Imaginemos um feto vivendo em seu mundo líquido lá no útero. Tudo é prazer! Nada o incomoda: não há frio, não há fome, não há sede, não há mundo exterior. O feto está envolto em uma vivência de eterna felicidade, ele está no paraíso, por assim dizer. Nenhum esforço, nenhum problema, apenas sonhos idílicos e delicados em tons lilases. Uma grande ruptura desta eternidade ocorre com o parto. O Parto talvez seja a maior de todas as crises que uma pessoa enfrenta em sua vida, apenas comparável à morte (talvez). Já no início do trabalho de parto a vivência paradisíaca é quebrada por desagradáveis contrações uterinas e o feto se sente rejeitado pela mãe-útero. Seu mundo está preste a ruir para todo o sempre. Com o nascimento propriamente dito, momentos de terrível desconforto são experienciados pela primeira vez: o contato frio e rude com o ar, a respiração que infla dolorosamente seus pulmões, a sensação de tato que fere sua pele delicada, a luz que agride seus delicados olhos, os sons que o aterrorizam. Condenado a viver daquele ponto em diante em um mundo hostil e rude, este recém-nascido terá que se alimentar até o último de seus dias para se manter vivo.

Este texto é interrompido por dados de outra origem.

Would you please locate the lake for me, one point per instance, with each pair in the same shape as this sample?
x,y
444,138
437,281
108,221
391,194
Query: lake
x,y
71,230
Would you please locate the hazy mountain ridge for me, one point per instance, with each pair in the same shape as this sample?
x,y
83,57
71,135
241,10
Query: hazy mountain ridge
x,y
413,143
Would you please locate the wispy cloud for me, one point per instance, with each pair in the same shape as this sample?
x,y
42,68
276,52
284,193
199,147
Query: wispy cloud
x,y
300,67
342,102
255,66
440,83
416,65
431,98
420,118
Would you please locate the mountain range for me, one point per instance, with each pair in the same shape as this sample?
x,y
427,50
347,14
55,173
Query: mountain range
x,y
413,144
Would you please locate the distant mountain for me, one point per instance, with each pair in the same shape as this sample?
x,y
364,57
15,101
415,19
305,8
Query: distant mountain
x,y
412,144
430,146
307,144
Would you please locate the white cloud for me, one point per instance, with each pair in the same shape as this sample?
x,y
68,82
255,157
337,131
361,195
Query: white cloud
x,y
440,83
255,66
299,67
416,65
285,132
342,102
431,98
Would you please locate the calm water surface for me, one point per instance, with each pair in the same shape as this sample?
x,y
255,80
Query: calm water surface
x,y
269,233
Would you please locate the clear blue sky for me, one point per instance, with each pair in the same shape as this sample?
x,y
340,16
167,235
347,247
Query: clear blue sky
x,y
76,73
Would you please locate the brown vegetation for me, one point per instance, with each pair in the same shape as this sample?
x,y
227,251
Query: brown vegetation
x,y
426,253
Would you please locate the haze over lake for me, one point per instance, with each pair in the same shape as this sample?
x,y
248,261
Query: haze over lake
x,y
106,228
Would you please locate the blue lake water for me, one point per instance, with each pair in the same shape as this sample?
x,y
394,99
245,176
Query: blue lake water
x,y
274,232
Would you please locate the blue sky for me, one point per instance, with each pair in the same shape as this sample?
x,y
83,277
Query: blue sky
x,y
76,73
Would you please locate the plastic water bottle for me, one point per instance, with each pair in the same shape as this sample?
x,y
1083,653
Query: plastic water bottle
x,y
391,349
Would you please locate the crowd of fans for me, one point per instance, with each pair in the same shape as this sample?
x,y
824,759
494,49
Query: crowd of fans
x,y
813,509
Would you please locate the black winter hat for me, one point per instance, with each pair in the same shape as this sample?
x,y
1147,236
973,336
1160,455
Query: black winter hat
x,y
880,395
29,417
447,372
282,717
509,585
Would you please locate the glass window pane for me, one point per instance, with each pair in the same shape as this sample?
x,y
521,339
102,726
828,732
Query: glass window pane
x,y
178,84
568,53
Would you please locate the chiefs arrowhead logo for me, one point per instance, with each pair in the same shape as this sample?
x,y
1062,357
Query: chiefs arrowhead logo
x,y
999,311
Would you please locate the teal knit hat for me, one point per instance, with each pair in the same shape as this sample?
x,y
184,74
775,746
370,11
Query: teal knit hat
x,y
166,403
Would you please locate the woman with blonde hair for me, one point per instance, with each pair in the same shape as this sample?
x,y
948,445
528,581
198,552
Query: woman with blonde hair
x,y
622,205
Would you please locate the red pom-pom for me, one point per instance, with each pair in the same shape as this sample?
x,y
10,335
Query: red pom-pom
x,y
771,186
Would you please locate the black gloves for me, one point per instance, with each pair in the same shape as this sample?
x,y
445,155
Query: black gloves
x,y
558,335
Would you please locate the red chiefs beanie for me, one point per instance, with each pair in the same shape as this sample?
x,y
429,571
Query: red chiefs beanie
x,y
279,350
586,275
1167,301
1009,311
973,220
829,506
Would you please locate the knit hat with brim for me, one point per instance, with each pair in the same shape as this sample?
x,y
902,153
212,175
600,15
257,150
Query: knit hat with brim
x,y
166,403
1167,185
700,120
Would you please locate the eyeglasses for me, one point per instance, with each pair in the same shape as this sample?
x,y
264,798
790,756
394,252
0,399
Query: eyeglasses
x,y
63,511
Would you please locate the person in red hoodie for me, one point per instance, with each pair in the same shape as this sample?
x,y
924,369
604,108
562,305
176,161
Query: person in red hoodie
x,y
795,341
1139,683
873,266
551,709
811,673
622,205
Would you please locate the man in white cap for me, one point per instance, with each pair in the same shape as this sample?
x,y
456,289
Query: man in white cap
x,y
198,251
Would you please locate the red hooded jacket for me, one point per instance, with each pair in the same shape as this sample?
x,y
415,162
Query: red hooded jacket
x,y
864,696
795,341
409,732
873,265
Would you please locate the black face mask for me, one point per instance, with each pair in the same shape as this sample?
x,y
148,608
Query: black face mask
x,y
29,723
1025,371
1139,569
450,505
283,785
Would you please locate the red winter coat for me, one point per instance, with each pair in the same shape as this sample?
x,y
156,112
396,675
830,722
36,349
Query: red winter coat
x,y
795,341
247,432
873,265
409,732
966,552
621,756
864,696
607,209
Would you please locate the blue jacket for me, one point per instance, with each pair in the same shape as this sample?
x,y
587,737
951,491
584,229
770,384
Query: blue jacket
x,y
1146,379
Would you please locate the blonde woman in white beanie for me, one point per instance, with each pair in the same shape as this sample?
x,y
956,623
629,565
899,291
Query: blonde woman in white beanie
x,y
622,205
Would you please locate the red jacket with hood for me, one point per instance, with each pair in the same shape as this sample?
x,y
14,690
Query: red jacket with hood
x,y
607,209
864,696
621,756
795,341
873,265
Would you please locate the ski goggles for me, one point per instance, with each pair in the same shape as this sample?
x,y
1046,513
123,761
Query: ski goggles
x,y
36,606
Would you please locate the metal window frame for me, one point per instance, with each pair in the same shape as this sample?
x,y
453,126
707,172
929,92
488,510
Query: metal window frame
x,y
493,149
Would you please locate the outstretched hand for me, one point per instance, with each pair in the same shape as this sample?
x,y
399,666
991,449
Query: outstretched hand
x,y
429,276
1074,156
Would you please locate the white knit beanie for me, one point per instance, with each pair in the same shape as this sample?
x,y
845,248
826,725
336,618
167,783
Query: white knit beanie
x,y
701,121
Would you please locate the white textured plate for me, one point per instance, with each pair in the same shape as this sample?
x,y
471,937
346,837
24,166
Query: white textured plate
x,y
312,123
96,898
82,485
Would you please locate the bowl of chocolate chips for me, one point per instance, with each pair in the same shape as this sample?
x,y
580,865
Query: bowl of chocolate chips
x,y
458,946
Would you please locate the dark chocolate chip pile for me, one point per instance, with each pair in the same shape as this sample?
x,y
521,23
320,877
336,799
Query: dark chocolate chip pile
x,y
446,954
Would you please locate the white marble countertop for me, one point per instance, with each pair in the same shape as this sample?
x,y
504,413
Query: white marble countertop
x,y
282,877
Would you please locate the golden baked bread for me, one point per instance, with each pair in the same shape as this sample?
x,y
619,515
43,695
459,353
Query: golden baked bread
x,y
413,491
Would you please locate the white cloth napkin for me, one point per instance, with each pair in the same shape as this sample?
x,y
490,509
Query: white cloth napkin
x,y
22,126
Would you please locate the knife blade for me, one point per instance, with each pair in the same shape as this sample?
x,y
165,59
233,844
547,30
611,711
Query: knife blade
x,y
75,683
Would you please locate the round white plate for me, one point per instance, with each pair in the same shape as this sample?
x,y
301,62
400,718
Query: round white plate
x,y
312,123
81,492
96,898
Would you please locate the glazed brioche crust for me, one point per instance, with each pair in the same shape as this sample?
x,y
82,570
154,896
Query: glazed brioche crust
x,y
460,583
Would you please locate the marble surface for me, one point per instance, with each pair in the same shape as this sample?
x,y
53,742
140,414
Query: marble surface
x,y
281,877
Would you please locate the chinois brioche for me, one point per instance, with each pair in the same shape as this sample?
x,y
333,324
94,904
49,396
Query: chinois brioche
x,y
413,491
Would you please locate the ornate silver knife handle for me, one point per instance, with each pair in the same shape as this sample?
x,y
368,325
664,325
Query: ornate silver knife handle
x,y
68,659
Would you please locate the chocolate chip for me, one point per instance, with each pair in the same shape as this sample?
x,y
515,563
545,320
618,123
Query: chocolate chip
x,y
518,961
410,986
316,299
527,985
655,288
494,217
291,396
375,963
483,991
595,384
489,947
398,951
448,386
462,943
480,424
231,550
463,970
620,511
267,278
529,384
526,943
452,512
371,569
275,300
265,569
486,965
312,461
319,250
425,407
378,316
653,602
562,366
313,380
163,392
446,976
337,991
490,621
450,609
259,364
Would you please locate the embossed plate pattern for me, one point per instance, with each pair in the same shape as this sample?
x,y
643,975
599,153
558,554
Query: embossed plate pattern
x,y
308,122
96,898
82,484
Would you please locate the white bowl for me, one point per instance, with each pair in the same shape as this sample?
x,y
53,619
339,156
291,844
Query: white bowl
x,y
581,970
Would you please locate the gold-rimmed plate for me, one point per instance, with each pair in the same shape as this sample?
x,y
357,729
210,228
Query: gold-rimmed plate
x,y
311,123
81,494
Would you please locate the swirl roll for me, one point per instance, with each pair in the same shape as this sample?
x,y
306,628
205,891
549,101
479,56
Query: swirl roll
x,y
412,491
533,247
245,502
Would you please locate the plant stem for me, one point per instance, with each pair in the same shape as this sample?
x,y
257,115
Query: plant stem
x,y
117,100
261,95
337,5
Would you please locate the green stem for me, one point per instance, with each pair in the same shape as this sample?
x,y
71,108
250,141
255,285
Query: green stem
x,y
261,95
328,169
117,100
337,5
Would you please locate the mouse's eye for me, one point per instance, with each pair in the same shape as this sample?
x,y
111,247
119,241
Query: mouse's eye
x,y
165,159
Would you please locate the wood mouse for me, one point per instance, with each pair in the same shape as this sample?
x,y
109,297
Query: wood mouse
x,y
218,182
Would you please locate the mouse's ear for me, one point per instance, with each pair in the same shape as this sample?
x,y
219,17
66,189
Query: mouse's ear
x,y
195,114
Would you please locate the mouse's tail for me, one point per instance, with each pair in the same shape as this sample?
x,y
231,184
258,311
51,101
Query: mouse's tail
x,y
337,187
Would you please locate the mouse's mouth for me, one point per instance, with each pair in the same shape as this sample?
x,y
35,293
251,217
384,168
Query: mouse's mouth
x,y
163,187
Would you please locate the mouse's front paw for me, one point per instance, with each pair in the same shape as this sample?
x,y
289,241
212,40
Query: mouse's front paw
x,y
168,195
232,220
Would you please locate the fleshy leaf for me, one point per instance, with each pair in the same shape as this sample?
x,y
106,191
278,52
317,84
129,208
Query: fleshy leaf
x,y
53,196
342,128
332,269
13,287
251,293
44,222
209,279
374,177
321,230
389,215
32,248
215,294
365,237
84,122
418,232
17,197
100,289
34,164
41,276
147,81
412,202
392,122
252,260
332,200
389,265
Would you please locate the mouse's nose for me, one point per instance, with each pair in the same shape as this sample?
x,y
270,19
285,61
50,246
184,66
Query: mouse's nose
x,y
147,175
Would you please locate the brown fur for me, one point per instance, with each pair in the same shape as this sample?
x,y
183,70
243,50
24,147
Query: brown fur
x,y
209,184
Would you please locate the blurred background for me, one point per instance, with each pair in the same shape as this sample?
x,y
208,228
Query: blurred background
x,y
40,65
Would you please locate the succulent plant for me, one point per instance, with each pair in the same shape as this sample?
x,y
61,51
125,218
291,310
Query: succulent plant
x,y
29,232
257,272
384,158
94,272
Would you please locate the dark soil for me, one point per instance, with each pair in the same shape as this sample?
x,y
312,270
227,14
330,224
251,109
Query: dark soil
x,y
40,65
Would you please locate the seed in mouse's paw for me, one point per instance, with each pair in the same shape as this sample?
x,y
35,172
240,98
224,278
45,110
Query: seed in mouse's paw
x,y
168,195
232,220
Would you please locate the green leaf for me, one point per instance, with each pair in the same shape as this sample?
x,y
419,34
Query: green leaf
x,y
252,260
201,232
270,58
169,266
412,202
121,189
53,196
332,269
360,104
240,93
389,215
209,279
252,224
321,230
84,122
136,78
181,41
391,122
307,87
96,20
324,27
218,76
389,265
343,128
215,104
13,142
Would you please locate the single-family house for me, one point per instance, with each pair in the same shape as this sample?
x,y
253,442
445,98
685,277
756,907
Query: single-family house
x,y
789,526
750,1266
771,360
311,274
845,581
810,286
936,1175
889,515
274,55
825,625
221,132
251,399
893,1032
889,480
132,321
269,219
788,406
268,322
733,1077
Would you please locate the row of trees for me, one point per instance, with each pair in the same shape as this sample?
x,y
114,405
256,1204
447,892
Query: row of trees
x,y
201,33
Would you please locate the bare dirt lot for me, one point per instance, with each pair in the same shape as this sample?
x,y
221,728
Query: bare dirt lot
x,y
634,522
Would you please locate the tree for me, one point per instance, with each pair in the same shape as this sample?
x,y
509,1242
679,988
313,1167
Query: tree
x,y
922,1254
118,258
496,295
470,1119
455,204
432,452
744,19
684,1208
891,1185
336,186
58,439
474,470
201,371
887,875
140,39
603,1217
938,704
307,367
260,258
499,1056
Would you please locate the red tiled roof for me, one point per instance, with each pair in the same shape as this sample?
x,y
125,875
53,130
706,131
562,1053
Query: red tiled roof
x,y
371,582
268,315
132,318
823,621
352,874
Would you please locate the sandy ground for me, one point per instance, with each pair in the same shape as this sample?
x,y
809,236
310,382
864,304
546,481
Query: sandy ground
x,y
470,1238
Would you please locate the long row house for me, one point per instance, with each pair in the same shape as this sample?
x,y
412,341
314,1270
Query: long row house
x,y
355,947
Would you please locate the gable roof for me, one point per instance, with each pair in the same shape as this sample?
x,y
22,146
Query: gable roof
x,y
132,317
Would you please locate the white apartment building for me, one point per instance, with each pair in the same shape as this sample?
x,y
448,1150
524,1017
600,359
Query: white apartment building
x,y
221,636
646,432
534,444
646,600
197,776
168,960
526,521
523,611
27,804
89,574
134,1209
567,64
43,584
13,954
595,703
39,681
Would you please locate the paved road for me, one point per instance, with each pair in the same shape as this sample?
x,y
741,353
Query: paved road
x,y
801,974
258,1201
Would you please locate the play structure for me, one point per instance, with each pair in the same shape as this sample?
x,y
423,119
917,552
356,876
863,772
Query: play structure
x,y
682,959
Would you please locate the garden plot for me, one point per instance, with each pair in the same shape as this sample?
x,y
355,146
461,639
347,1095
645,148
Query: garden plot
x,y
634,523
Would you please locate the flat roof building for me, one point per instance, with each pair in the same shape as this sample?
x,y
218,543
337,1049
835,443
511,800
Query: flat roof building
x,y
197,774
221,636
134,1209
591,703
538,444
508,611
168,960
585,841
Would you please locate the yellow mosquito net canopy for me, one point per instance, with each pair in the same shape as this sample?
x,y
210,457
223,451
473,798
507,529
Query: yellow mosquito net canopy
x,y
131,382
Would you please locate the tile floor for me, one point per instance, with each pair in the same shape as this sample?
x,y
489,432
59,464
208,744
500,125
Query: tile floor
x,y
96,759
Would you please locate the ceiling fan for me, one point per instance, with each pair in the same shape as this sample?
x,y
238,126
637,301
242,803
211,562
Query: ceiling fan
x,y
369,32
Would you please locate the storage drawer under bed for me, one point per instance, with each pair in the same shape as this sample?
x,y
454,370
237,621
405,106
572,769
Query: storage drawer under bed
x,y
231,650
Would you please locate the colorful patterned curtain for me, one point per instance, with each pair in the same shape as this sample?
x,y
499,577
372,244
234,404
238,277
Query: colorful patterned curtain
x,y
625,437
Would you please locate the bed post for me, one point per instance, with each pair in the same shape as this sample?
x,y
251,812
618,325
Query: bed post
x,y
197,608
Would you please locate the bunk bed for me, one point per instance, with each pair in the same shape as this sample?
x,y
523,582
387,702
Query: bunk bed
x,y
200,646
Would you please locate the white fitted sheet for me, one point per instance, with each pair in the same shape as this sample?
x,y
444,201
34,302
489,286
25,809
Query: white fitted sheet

Inicia-se neste ponto a primeira fase do desenvolvimento da personalidade que é conhecida como “fase oral", onde a libido infantil se concentra na zona erógena da boca, representante físico da imperiosa necessidade de alimentação. Todo o mundo do bebê se resume na sensação de prazer total quando ele mama e se sente plenamente satisfeito. Mas sempre há a fome, que lhe traz aquela sensação de morte e destruição eminente. Pelas graças dos céus, há aquela entidade “supra-sensível” conhecida como “seio materno”, que evidentemente pode muito bem estar representada por uma mamadeira ou talvez pelo distante consolo de uma chupeta. Normalmente este ser, o “seio materno” vem acompanhado daquele agradável pulsar cardíaco que traz doces lembranças do útero, por aqueles odores conhecidos e reconfortantes, por aquela voz aconchegante. Mas o que fazer quando o tal “seio materno” não está lá? A única alternativa é chorar a plenos pulmões e padecer de uma angústia infinita. Para o bebê não há meios termos: ou ele está no céu, ou no inferno. Não existem nem o mundo externo, nem as demais pessoas e objetos que dele fazem parte. É uma vivência autista e extremista. Mais ou menos assim se passa primeiro ano de vida.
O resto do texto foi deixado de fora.